Department of Psychiatry and Behavioral Sciences, University of Washington School of Medicine, Seattle, WA 98104, United States.
Drug Alcohol Depend. 2013 Jul 1;131(1-2):162-5. doi: 10.1016/j.drugalcdep.2012.11.017. Epub 2012 Dec 27.
Severe mental illness is often exclusionary criteria for studies examining factors that influence addiction treatment outcome. Therefore, little is known about predictors of treatment response of individuals receiving psychosocial treatments for addictions who suffer from co-occurring severe mental illness.
The impact of demographic, substance abuse severity, psychiatric severity, and service utilization variables on in-treatment performance (i.e., longest duration of abstinence) in a 12-week contingency management (CM) intervention for stimulant abuse in 96 severely mentally ill adults was investigated. A 4-step linear regression was used to identify independent predictors of in-treatment abstinence.
This model accounted for 37.4% of variance in the longest duration of abstinence outcome. Lower levels of stimulant use (i.e., stimulant-negative urine test) and psychiatric severity (i.e., lower levels of psychiatric distress), as well as higher rates of outpatient treatment utilization at study entry were independently associated with longer duration of drug abstinence.
These data suggest that individuals with low levels of stimulant use and psychiatric severity, as well as those actively engaged in services are most likely to succeed in a typical CM intervention. For others, modifications to CM interventions, such as increasing the value of reinforcement or adding CM to evidence based psychiatric interventions may improve treatment outcomes.

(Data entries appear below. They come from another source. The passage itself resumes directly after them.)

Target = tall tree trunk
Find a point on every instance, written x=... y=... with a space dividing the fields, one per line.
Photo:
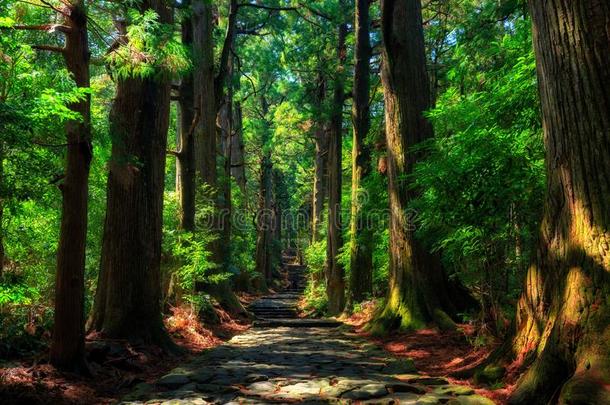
x=418 y=291
x=320 y=182
x=564 y=311
x=128 y=299
x=238 y=166
x=264 y=216
x=208 y=96
x=361 y=255
x=335 y=283
x=2 y=253
x=263 y=222
x=205 y=98
x=68 y=346
x=185 y=167
x=225 y=126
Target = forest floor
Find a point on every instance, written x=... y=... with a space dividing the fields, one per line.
x=435 y=353
x=285 y=359
x=116 y=366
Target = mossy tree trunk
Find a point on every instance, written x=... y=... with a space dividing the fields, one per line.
x=335 y=282
x=2 y=197
x=68 y=346
x=209 y=95
x=320 y=181
x=185 y=163
x=128 y=298
x=418 y=290
x=265 y=212
x=563 y=315
x=361 y=255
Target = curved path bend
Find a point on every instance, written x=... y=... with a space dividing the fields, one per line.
x=284 y=360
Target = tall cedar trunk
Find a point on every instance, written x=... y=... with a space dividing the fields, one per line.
x=264 y=216
x=335 y=283
x=185 y=163
x=238 y=167
x=320 y=183
x=418 y=287
x=128 y=298
x=2 y=254
x=67 y=348
x=205 y=98
x=263 y=221
x=564 y=311
x=225 y=127
x=361 y=255
x=208 y=96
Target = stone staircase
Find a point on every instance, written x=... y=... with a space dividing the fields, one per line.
x=280 y=309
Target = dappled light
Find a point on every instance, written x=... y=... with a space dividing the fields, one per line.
x=304 y=201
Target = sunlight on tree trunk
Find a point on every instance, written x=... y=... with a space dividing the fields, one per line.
x=564 y=312
x=418 y=291
x=335 y=283
x=68 y=346
x=127 y=303
x=361 y=257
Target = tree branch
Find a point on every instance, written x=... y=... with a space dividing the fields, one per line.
x=49 y=48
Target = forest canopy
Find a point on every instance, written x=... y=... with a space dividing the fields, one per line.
x=444 y=162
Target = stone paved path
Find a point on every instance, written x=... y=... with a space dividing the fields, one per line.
x=284 y=361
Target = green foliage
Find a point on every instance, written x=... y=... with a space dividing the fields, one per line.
x=150 y=48
x=483 y=180
x=315 y=257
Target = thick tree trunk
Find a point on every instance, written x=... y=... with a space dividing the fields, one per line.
x=264 y=216
x=207 y=102
x=361 y=260
x=418 y=291
x=238 y=166
x=129 y=291
x=264 y=222
x=320 y=182
x=205 y=98
x=68 y=346
x=2 y=253
x=185 y=163
x=225 y=126
x=335 y=282
x=564 y=311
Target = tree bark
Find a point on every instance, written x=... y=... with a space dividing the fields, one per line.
x=321 y=163
x=564 y=312
x=238 y=166
x=264 y=216
x=361 y=246
x=418 y=290
x=2 y=252
x=185 y=167
x=335 y=283
x=68 y=346
x=205 y=98
x=208 y=97
x=128 y=298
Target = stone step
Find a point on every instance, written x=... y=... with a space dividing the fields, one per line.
x=296 y=323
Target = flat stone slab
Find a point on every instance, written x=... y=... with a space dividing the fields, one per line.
x=304 y=361
x=297 y=323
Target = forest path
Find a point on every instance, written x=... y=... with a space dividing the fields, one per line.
x=284 y=359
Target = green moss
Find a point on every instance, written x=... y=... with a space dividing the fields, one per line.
x=490 y=374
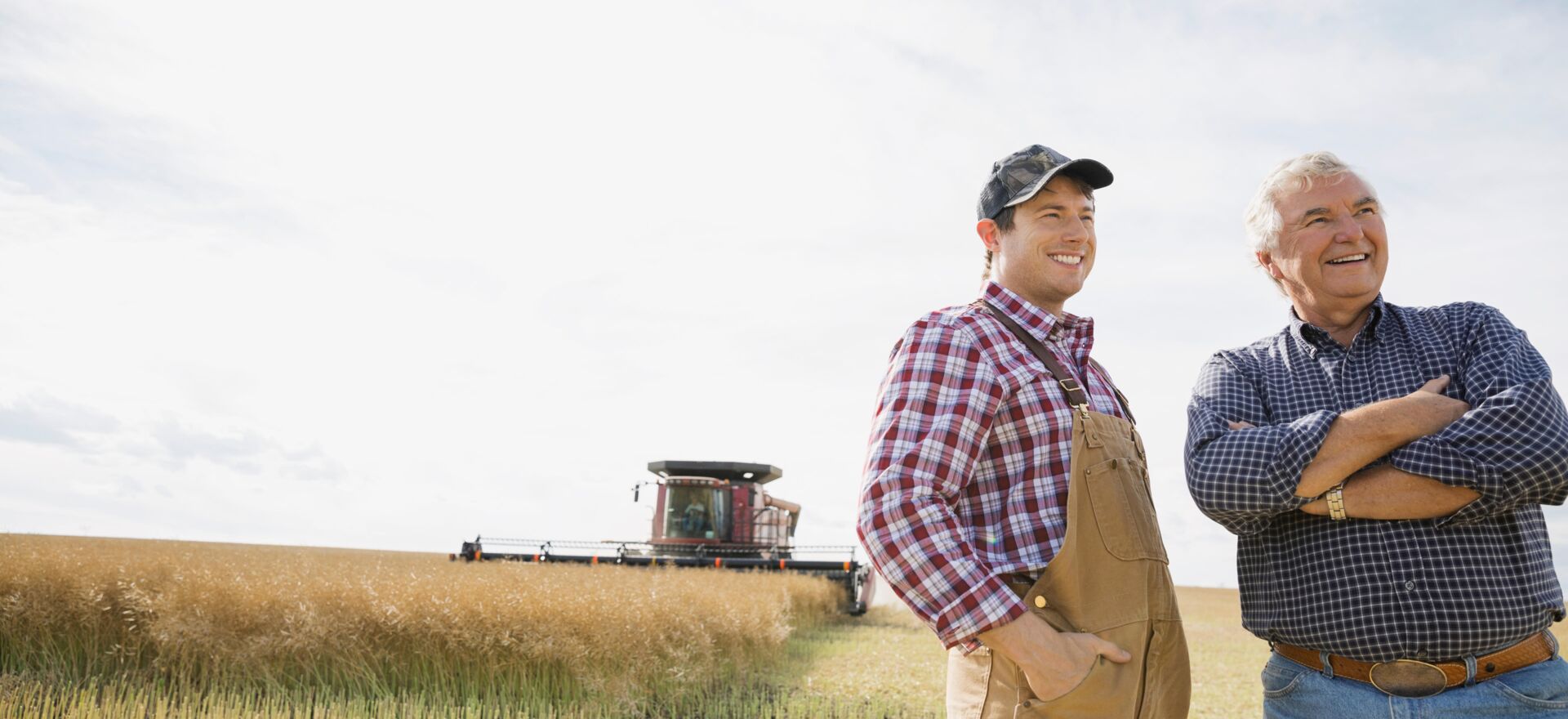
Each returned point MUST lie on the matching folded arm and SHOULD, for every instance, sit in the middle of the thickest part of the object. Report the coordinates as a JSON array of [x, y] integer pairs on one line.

严重的精神疾病通常是影响成瘾治疗结果的因素研究的排除标准。因此,对于同时患有严重精神疾病并接受心理社会治疗的成瘾患者,其治疗反应的预测因素知之甚少。
本研究调查了 96 名严重精神疾病成年人接受为期 12 周的兴奋剂滥用行为的强化管理(CM)干预治疗中,人口统计学、物质滥用严重程度、精神疾病严重程度和服务利用变量对治疗期间表现(即最长禁欲时间)的影响。采用 4 步线性回归来确定治疗期间禁欲的独立预测因子。
该模型解释了最长禁欲时间结果中 37.4%的差异。较低的兴奋剂使用水平(即兴奋剂阴性尿检)和精神疾病严重程度(即较低的精神困扰水平),以及较高的研究初始时门诊治疗利用率与较长的药物禁欲时间独立相关。
这些数据表明,兴奋剂使用和精神疾病严重程度较低,以及积极参与服务的个体最有可能在典型的 CM 干预中取得成功。对于其他人,CM 干预措施的修改,例如增加强化的价值或在基于证据的精神科干预措施中添加 CM,可能会改善治疗结果。